Jacobo los miraba todavía para recoger mejor la extraña impresión que creía obtener de ellos. El no era ya nada en el mundo, estaba borrado y olvidado. Los seres y las cosas rechazaban su memoria, había pasado.

Su boca se crispó é hizo un gesto como si hubiera probado alguna cosa amarga.

— Puah!—dijo.

Todas las decepciones, todas las mentiras y todas las traiciones que componían la historia de su vida le acudían á la garganta y le producían aquella náusea.

Le quedaba, sin embargo, algo que hacer.

Entró en la casa y, en la chimenea de una sala del piso bajo, encendió un gran fuego, que ardió en seguida chisporroteando; las paredes se tiñeron de rosa, y por los vidrios, incendiados á su vez, Berta vió aquel resplandor que la llenó de curiosidad.

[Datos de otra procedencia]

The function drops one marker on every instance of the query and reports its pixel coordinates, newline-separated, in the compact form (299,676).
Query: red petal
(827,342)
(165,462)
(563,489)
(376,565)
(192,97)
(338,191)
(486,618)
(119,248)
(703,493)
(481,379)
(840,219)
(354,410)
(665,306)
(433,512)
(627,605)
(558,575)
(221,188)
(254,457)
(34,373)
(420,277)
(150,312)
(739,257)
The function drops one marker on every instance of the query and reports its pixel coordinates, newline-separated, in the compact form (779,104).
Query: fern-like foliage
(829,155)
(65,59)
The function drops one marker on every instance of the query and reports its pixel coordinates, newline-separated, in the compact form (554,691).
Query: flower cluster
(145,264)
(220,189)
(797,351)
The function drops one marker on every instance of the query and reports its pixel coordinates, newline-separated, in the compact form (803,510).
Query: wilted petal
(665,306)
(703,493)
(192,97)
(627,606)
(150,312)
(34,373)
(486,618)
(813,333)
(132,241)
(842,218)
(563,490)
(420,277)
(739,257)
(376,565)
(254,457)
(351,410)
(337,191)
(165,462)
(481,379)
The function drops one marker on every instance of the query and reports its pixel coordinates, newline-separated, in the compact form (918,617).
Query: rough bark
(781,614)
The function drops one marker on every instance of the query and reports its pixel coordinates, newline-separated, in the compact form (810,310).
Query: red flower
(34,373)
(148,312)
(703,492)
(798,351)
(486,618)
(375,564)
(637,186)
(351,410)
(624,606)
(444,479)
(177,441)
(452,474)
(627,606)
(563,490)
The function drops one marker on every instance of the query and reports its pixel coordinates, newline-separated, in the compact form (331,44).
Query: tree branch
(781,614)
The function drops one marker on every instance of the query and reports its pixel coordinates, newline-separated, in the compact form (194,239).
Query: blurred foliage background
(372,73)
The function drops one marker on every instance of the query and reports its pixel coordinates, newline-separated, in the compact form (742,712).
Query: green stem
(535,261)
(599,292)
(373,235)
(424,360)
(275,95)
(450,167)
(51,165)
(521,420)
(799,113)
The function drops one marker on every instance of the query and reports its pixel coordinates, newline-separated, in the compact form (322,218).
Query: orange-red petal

Jacobo puso en medio de la pieza un cofre en el que hacía tres días estaba amontonando papeles y objetos sin fin determinado.

Primero fueron arrojados á las llamas los pergaminos de las dos antiguas familias cuyo último heredero iba á desaparecer; Valroy, Reteuil, los títulos, los contratos, los privilegios, se abarquillaban, se ennegrecieron y se redujeron á polvo rojo.

Su último propietario los vió desaparecer con la vista fija y sin emoción; después vinieron los papeles íntimos, las cartas, los testimonios de los antepasados, del coronel de Bonaparte, de los suyos, del gran melancólico del segundo Imperio, de su mujer; y todo esto subsistía en el fuego un segundo para volar en humo. Pasado destruido.